Angola: Le Portugal bloque les comptes bancaires d'Isabel dos Santos

Luanda — La Justice portugaise a gelé les comptes de la femme d'affaires angolaise Isabel dos Santos, selon des informations publiées mardi par le journal Expresso de ce pays européen, qui cite des sources du secteur bancaire portugais.

Selon les informations du journal Expresso, les comptes bancaires gelés appartiennent au Millennium BCP.

Le blocage des comptes au Portugal, ajoute le journal, est étendu aux institutions bancaires portugaises où ils existent. Cela se produit à un moment où la vente de certaines des participations d'Isabel dos Santos dans des sociétés portugaises est en cours.

A cet effet, PGR de l'Angola (Bureau du Procureur Général de la République) a confirmé au Journal Economique que la demande de gel des comptes personnels et des entreprises d'Isabel dos Santos avait été «officialisée» dans une lettre rogatoire envoyée le 23 janvier, après une réunion entre les procureurs généraux des deux pays. .Cette mesure s'inscrit dans le cadre de la confiscation des avoirs de la femme d'affaires, accusée d'avoir lésé l'État angolais de plus d'un milliard d'euros.

En Angola, la femme d'affaires fait l'objet d'une enquête pour suspicion de mauvaise gestion et d'évasion fiscale dans l'affaire liée à la société publique Sonangol (Société nationale de Carburants d'Angola, E.P), où elle a occupé le poste de présidente du Conseil d'administration. En août 2018, le Bureau du Procureur Général de la République (PGR) a réaffirmé avoir avisé Isabel dos Santos de lui fournir des éclaircissements sur sa gestion, en tant que présidente du Conseil d'administration de la Sonangol, une entreprise qui a perçu la même année des revenus estimés à 17 700 millions de dollars. La gestionnaire serait entendue dans le cadre d'une enquête ouverte par le PGR, le 2 mars 2018, pour enquêter sur les plaintes de "transfert" de plus de 38 millions de dollars, prétendument orientée par elle, après avoir été limogée de son poste.

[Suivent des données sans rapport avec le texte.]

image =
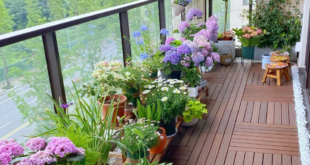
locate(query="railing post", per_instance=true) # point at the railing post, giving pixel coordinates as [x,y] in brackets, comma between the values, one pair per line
[162,18]
[54,67]
[124,24]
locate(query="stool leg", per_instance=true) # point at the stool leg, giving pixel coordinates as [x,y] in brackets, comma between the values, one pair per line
[265,75]
[278,77]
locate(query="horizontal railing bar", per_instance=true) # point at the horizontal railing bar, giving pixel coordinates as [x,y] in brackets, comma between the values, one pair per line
[21,35]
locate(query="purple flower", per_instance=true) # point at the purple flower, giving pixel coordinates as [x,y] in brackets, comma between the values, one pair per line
[42,158]
[25,161]
[144,28]
[66,105]
[136,34]
[164,32]
[5,159]
[144,56]
[184,49]
[209,62]
[194,12]
[168,40]
[183,25]
[215,56]
[172,56]
[36,144]
[165,48]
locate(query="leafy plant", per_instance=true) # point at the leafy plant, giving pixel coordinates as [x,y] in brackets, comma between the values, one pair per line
[281,19]
[191,77]
[194,109]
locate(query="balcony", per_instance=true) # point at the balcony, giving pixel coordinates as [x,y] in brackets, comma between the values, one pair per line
[248,121]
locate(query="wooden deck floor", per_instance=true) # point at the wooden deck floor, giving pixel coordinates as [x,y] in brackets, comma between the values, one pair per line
[248,122]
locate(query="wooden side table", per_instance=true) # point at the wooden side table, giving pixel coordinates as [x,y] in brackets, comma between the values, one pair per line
[276,70]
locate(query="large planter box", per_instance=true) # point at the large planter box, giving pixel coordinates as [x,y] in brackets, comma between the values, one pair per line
[221,44]
[260,51]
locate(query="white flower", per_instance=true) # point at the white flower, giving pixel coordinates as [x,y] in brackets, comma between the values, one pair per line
[164,99]
[176,91]
[146,92]
[164,88]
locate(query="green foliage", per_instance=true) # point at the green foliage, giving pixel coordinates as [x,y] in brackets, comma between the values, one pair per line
[281,19]
[194,109]
[138,137]
[191,77]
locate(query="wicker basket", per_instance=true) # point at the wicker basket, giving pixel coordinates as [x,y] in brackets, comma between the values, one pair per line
[226,58]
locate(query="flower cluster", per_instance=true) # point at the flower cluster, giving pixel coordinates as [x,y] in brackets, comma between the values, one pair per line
[194,13]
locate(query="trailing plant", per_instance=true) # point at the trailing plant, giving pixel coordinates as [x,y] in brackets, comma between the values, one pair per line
[194,109]
[281,19]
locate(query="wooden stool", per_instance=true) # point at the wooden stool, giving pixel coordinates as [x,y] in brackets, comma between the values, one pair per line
[275,70]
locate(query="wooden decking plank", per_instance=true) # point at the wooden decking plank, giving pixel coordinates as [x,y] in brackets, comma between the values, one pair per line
[239,157]
[197,149]
[256,111]
[267,159]
[292,114]
[230,159]
[249,158]
[285,114]
[215,149]
[248,112]
[258,159]
[277,113]
[277,160]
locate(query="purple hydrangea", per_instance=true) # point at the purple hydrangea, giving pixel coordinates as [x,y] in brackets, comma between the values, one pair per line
[194,13]
[165,48]
[136,34]
[169,40]
[164,32]
[144,28]
[184,49]
[5,158]
[42,157]
[183,25]
[215,56]
[172,56]
[36,144]
[209,62]
[144,56]
[61,146]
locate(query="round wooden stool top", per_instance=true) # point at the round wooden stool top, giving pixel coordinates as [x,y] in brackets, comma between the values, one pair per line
[276,65]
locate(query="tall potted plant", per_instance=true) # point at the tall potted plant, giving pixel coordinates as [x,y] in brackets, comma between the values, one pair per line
[249,38]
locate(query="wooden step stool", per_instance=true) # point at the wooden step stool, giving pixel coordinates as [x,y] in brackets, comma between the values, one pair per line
[276,70]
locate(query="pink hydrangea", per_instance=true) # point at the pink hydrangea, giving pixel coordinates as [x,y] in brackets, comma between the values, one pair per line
[36,144]
[5,159]
[169,40]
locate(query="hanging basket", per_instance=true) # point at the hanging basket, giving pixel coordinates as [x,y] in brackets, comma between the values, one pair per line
[226,58]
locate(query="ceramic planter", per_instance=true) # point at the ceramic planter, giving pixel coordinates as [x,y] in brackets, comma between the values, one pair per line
[191,123]
[169,127]
[192,91]
[159,147]
[116,112]
[173,75]
[177,9]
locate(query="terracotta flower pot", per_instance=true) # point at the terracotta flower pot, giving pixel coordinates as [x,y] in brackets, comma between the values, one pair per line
[159,147]
[116,112]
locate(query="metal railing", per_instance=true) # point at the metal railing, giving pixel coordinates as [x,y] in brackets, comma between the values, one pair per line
[49,38]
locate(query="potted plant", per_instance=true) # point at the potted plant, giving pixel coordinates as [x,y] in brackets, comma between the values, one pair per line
[192,79]
[179,6]
[249,38]
[152,114]
[138,139]
[193,111]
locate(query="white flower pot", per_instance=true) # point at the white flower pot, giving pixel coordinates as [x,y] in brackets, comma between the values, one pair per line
[192,91]
[191,123]
[177,9]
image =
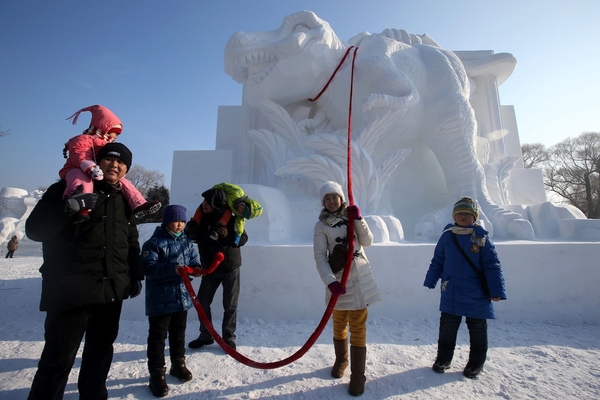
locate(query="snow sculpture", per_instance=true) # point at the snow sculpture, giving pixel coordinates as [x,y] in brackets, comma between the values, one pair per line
[15,206]
[407,90]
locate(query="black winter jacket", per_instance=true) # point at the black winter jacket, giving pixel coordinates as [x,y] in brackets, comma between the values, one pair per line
[207,247]
[92,262]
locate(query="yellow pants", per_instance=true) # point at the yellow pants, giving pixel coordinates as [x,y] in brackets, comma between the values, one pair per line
[356,320]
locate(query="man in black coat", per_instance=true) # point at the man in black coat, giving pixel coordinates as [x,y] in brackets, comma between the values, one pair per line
[89,268]
[213,238]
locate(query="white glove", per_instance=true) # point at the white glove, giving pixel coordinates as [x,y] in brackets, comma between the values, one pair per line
[96,173]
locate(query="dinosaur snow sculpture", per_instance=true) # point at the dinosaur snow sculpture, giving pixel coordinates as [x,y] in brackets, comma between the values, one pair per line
[418,89]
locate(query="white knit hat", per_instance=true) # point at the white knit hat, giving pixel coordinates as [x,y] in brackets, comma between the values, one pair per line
[332,187]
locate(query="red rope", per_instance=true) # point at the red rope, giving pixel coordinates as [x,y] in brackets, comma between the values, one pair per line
[330,306]
[334,73]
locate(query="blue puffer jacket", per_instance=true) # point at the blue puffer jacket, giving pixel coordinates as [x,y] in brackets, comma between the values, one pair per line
[462,289]
[165,291]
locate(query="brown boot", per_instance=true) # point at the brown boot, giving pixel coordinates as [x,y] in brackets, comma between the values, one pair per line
[158,384]
[180,371]
[341,358]
[358,358]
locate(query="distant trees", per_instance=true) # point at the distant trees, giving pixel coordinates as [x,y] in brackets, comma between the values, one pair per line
[571,170]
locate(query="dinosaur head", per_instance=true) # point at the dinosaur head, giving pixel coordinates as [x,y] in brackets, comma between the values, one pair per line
[296,58]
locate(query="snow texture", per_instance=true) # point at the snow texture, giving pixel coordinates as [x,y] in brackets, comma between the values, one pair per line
[527,359]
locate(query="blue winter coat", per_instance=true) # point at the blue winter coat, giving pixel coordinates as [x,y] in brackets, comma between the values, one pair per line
[462,290]
[165,291]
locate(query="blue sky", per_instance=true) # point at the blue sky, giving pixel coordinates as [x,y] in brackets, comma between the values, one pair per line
[159,66]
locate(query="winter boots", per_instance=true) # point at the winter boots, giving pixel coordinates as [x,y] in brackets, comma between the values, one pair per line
[180,371]
[341,358]
[358,358]
[158,384]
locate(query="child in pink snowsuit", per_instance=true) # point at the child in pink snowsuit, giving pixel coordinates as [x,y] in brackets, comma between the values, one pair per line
[81,169]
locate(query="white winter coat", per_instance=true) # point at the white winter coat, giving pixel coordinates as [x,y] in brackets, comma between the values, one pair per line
[361,290]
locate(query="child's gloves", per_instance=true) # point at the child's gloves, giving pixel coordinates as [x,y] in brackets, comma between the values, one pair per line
[336,288]
[96,173]
[354,212]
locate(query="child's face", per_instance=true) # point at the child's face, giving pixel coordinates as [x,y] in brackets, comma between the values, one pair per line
[464,219]
[112,136]
[176,226]
[332,202]
[206,208]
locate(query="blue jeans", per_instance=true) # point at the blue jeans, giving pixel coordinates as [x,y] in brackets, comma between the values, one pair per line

Dans un communiqué, Isabel dos Santos, quelques jours plus tard, a nié les accusations et les a considérées comme "non fondées", se disant "à l'aise" avec l'enquête ouverte par le PGR.

Saisie d'actifs en Angola En décembre dernier, le Tribunal provincial de Luanda a ordonné la saisie préventive des biens d'Isabelle dos Santos, de Sindika Dokolo, son mari, et de Mário Filipe Moreira Leite da Silva, ancien président du Conseil d'administration de la Banque de Développement d'Angola ( BFA). L'ordonnance de décision est le résultat d'une demande de mesures de prudence introduite par l'État angolais, à la suite d'un procès en cours sollicitant le paiement de 1 136 996 825,56 USD (un milliard cent trente-six millions neuf cents et quatre-vingt-seize mille huit cent vingt-cinq dollars et cinquante-six centimes). Luanda Leaks Bien qu'il ne s'agisse pas encore d'une affaire judiciaire, le nom d'Isabel dos Santos revient aux médias internationaux, cette fois, via "Luanda Leaks".

Il s'agit d'un ensemble d'enquêtes liées à l'activité commerciale d'Isabel dos Santos, qui compte plus de 400 entreprises et filiales dans 41 pays, dont Malte, Maurice et Hong Kong.L'enquête a été menée par un consortium international de journalistes d'investigation (ICIJ), auquel ont participé des professionnels de 36 médias.

Le PGR angolais confirme qu'il a demandé au Portugal de geler les comptes de la femme d'affaires, dans le cadre de demandes de coopération liées à «Luanda Leaks», dont l'enquête internationale a révélé plus de 715 000 dossiers, détaillant les plans financiers d'Isabel dos Santos et son mari, Sindika Dokolo.